By Doug Oakley
OAKLAND -- Like a large number of the 37,000 public school students here who are now under his care, Antwan Wilson grew up poor with just a single teenage mom to guide him.
Oakland's new superintendent of schools officially starts his job Tuesday, July 1. He made the leap from Denver where he was for five years an assistant superintendent at Denver Public Schools, a district more than twice the size of Oakland's.
"Having been a young person who was in a single parent household with a teenage mother growing up poor, Oakland resonates with me," Wilson, 42, said. "There's a passion."
Wilson takes over from Gary Yee, a former school board member who gave up his seat to serve as superintendent while the board searched for a permanent replacement for Tony Smith, who quit in June 2013 and moved to Chicago.
Wilson has a challenge to turn around the perennially troubled district. .
He is inheriting a district with students scarred by the city's unrelenting daily violence that often spills over onto school campuses. And a large number of Oakland schools have been failing academically for decades. Last year 33 of the district's 86 schools -- 38 percent -- were ranked at the very bottom of California's Academic Performance Index.
The district's bureaucracy is so dysfunctional, according to a recent Alameda County grand jury report, it can't complete state financial audits because it is unable to find its own records. In April district staff drew up a budget approved by top administrators with revenue projections that were off by nearly $70 million.
"I love challenge," Wilson said. "But I also see opportunity to make a difference in the lives of young people who need education the most."
Wilson said turning around such a large organization involves "identifying talented people, recruiting them and supporting them and not ceding ground to high expectations."
He hasn't wasted any time. On June 25 the school board approved a $157,500 contract for Bernard McCune, a Wilson colleague from Denver, to head a newly created department focusing on getting kids ready for careers and college.
The new department, called the Office of Post Secondary Readiness, is the office Wilson ran in Denver for five years.
"I recruited him from Chicago to Denver and now I've recruited him to Oakland," Wilson said of McCune. "Anywhere I go, I am going to focus on post secondary readiness. If I was going to Mars, I would have an office of post secondary readiness."
Wilson said a key to raising the graduation rate in Oakland from its current 62 percent is to make sure students understand why their education is important.
"Most kids who don't graduate don't understand why they need to," Wilson said. "If they don't graduate, they might be able to get a job, but they are really going to struggle with getting a career."
Van Schoales, CEO of an educational advocacy group called A + Denver, said Wilson's success in Oakland will depend largely on the people he hires. "I think sometimes folks are looking for heroes and that this guy is superman because he's turned high schools around and he did x, y and z," Schoales said. "But the reality is that he was part of a team. It's not all Antwan, and it's not going to be whomever your next pick for superintendent is. It's going to be what kind of team you build."

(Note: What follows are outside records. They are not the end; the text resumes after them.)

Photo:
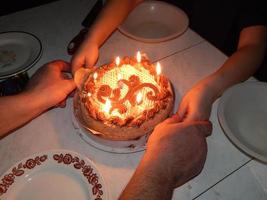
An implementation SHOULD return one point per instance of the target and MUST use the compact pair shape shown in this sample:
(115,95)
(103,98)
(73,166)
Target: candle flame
(119,76)
(95,75)
(158,68)
(138,57)
(107,106)
(117,61)
(139,98)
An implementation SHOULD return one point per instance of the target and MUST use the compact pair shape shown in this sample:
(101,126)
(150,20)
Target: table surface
(228,173)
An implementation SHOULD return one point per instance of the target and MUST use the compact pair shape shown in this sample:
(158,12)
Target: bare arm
(197,103)
(47,88)
(114,12)
(175,153)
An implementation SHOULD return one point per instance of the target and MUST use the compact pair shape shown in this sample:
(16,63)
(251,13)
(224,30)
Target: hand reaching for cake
(176,152)
(197,103)
(48,87)
(85,56)
(51,84)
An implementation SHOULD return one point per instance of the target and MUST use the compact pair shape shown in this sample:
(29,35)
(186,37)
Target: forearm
(114,12)
(148,183)
(17,110)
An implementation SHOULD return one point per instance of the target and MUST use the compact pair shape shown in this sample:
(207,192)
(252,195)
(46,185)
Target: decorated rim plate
(155,21)
(242,114)
(19,51)
(53,175)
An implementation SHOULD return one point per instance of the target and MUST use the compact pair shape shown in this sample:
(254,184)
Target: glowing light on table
(117,61)
(138,57)
(95,75)
(107,106)
(139,98)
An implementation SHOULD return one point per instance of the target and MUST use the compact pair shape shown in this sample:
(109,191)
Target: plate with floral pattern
(53,175)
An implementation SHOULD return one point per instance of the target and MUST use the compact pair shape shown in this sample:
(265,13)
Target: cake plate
(121,147)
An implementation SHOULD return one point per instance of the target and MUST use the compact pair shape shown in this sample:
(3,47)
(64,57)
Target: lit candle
(120,83)
(139,98)
(107,106)
(117,61)
(95,76)
(138,57)
(158,70)
(135,110)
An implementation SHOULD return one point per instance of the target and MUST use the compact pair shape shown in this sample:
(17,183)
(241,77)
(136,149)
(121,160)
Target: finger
(182,110)
(66,75)
(173,119)
(205,127)
(62,104)
(62,65)
(76,63)
(69,86)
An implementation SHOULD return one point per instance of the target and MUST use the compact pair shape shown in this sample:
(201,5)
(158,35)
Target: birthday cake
(125,99)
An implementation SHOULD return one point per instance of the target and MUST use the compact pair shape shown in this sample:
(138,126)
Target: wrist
(92,38)
(158,171)
(213,87)
(37,100)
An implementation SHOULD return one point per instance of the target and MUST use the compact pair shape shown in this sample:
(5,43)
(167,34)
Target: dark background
(11,6)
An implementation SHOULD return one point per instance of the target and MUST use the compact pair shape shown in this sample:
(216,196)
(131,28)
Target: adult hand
(51,84)
(177,150)
(197,103)
(85,56)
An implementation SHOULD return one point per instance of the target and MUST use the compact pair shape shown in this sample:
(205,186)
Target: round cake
(125,99)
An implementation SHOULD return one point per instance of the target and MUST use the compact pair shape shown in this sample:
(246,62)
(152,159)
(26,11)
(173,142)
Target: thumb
(76,63)
(182,111)
(173,119)
(205,127)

Schoales said the Denver team that included Wilson has been successful with underperforming schools because it brought in charters that helped "all boats rise," and because he was not afraid to ask for help, including from outside nonprofits that helped with management.
Wilson's former boss, Denver Public Schools Superintendent Tom Boasberg, who said he's sorry to see Wilson go.
"If you said five years ago 'here's what I'm going to do in Denver: cut the dropout rate in half, increase on time graduation rate by 20 points, and cut suspensions and expulsions by more than half,' a lot of people would have said 'be serious.' He led those initiatives and he did it," Boasberg said. "Oakland could not be getting a finer leader in superintendent."
In Oakland, falling enrollment has left the district with too many schools that waste money on both labor and capital costs, according to the grand jury report. When asked if he would close schools either because they were under-enrolled or underperforming academically, Wilson said options have to include a strategy to improve a school "and if they don't improve then we have a different program, different leadership. The school building is just a building."
Whatever Wilson does in his tenure here, the hope and expectations are high.
"I don't know much about him, but I'm very optimistic," said Brian Rogers, executive director of the Rogers Family Foundation whose sole mission is to better Oakland public schools. "There is an understanding in the district that it can't do business as usual. We have at least 25 schools that for decades have operated in the lowest ranking in the state. And even though Oakland is in the position it is in, I truly believe there is a group in the school district who are beginning to come together around a plan for transformation."